O consumo de romances sentimentais tem um histórico que remonta o século XIX. Primeiro foram traduzidos do francês, o que se chamava de novelas, com muitas lágrimas e dramas. Depois, vieram os romances da coleção Biblioteca das Moças, que no começo do século XX chegava ao Brasil via Portugal e começou depois a ser publicada aqui. Um dos maiores autores desses textos era M. Delly, que era na verdade o pseudônimo de dois irmãos franceses.
As leitoras entrevistadas por Simone buscavam, nesses livros, a fuga de um cotidiano massacrante. São mulheres em sua maioria com dupla jornada de trabalho que, quando lêem, fazem algo por si mesmas, não para agradar alguém, não para os outros. "Esses momentos representam as horas em que não precisam se submeter a um universo limitado às paredes de suas casas, horas de liberdade".
Esta não é uma leitura que não necessita de muita atenção. Pode ser feita nos ônibus, em frente à TV, entre uma atividade e outra. Como elas têm pouco tempo para leitura, algumas leitoras entendem que, assim, podem parar e voltar ao texto sem perder o rumo da narrativa. "Elas têm consciência crítica, sim, mas de forma superficial. Percebem que os romances narrados são do plano imaginário e não real. Que é tudo idealizado", afirma Simone.
Matéria publicada no caderno Vida & Arte do jornal O Povo
Bela matéria,Angélica.
Seria bom se essas moças tivessem acesso a textos assim. críticos.
Tõ impressionada com essa apuração! Caramba, essa matéria deve ter ocupado o caderno inteiro no jornal, não?! As frases de algumas leitoras que você entrevistou são antológicas! :)

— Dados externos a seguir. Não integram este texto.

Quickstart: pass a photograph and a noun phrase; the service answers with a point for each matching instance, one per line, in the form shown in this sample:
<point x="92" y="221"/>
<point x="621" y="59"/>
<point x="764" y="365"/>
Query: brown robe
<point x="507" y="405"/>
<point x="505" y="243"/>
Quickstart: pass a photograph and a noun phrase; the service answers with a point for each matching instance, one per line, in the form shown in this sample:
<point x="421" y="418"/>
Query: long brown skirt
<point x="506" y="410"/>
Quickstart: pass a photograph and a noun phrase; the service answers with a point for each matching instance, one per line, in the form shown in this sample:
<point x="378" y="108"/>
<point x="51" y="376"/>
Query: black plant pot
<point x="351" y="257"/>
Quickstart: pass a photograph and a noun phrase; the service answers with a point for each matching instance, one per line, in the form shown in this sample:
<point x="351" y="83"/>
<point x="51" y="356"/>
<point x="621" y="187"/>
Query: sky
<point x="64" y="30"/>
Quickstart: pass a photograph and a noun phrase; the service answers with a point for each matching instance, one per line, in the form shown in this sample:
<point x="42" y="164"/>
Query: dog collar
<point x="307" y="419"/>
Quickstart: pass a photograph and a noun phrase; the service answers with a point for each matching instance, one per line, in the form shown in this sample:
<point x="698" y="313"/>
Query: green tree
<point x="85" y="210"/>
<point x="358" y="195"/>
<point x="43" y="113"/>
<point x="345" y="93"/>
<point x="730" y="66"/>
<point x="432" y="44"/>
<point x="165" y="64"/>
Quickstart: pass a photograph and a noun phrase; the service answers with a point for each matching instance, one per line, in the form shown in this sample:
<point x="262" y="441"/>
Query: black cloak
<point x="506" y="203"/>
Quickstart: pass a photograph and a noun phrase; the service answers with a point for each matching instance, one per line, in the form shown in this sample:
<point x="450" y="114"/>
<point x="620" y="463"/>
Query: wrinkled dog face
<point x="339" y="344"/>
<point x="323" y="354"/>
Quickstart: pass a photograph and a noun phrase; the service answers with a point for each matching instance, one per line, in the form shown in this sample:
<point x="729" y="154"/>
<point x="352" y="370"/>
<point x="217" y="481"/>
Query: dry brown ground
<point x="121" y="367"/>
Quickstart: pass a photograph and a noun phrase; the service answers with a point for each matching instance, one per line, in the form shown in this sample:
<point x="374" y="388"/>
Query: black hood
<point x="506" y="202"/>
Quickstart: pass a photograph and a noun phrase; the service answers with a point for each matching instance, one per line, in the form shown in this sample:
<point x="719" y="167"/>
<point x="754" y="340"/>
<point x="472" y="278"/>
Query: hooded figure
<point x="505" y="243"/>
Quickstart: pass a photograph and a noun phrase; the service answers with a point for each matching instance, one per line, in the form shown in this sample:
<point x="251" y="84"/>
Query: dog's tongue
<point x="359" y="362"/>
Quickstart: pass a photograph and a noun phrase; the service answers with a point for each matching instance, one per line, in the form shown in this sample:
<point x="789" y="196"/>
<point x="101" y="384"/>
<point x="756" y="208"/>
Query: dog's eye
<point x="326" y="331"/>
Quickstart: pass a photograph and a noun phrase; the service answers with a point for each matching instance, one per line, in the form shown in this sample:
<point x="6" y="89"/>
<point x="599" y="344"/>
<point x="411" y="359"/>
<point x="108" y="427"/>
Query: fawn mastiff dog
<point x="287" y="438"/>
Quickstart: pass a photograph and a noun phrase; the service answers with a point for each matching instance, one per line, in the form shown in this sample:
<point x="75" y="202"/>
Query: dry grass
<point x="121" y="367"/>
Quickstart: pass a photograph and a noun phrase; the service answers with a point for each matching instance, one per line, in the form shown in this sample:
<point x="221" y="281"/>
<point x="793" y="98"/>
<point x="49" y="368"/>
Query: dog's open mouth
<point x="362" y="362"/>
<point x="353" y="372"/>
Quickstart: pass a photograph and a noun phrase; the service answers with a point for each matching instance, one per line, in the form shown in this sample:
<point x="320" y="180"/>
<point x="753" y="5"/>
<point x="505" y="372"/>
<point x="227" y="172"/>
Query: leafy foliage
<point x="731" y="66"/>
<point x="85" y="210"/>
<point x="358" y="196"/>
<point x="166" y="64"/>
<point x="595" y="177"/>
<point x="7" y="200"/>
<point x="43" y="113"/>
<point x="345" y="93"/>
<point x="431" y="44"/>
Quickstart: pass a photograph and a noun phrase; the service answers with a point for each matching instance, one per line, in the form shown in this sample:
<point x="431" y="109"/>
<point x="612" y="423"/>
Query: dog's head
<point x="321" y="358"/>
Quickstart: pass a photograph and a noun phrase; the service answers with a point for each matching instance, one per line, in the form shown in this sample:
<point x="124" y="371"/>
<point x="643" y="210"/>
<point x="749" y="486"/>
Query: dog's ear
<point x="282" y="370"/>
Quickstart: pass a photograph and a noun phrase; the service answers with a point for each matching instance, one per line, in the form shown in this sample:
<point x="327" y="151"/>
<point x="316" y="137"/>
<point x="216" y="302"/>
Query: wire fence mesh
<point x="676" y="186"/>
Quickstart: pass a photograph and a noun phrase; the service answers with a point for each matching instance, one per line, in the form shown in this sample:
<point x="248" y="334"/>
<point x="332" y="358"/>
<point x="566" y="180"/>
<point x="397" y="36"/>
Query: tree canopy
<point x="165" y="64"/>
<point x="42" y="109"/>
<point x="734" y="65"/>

Helena Aragão · Rio de Janeiro, RJ 5/12/2006 18:15OI, Helena! A apuração demorou um pouco mesmo, mais de uma semana para achar essas leitoras. O espaço não foi o caderno inteiro, não, mas ocupou uma boa parte.

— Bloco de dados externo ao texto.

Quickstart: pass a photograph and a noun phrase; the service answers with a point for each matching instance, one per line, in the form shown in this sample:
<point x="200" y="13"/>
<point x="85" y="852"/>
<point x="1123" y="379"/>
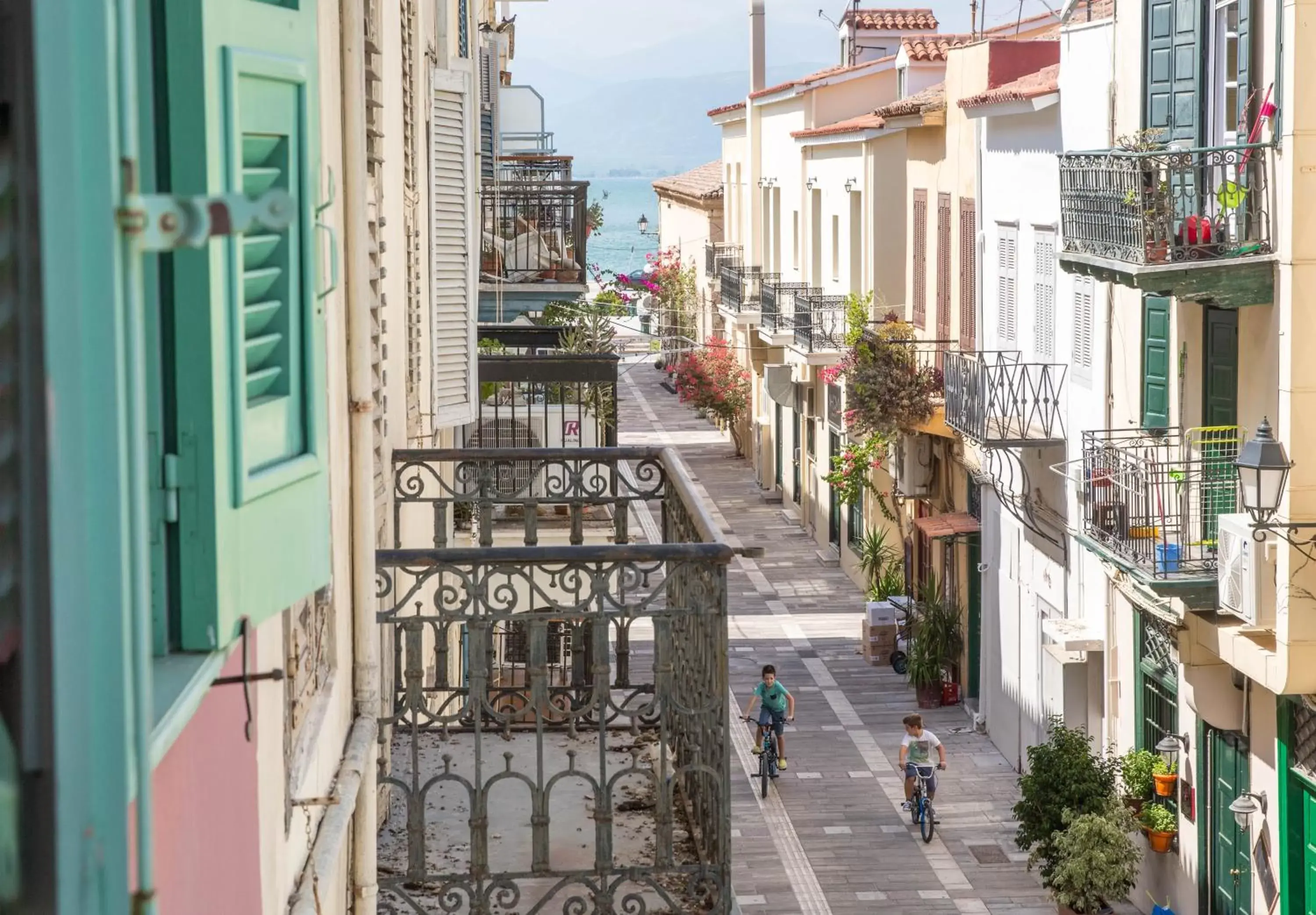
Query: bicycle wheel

Angélica Feitosa - Grupo TR.E.M.A. · Fortaleza, CE 6/12/2006 10:53muito legal a matéria, a apuração é demais.
Claudiocareca · Cuiabá, MT 8/12/2006 12:35
Parabéns pela matéria, Angélica! Está excelente!
Aproveito para divulgar que na Unifor existe, já faz algum tempo, um grupo de pesquisa sobre a literatura cor-de-rosa, coordenado pela professora Roberta Manuela Andrade.
Obrigada, Ricardo. Nossa, tenho muito interesse em particpar desse gruo de pesquisa. Como faço para ter mais informações?
Abraço.
Entra em contato comigo (ricsaboia@yahoo.com.br) que eu entro em contato com a professora.
Abs
Sensacional a matéria. Sem apelar pro breguismo, mostrou o quanto é importante esse tipo de cultura no nosso cenário cultural nacional.
AULINHA.com.br · Afeganistão , WW 10/12/2006 22:30Obrigada, Gargamel!
Angélica Feitosa - Grupo TR.E.M.A. · Fortaleza, CE 11/12/2006 10:29
Oi Angélica! Mais uma vez, adorei sua matéria...
Escrevi uma vez sobre Sabrina, Julia, Bianca e afins, faz uns seis, sete anos. Vou procurar o texto e te mando pra você dar uma lida. As histórias das leitoras que eu entrevistei são bem parecidas com as das suas leitoras.
beijo
OI, Natasha! Se você puder mandar, eu agradeço. Estou muito curiosa para ler outras histórias.
Abraço!
Pauta interessantíssima! E muito bem feita, como todos acima já ressaltaram ;)
O que mais me chamou a atenção foi o seu cuidado ao retratar as mulheres, suas vidas e suas história... Com uma delicadeza quase igual à dos tais romances. A matéria é crítica, sim, mas não é preconceituosa. Você realmente mergulhou no universo desses romances e de seu público. Parabéns!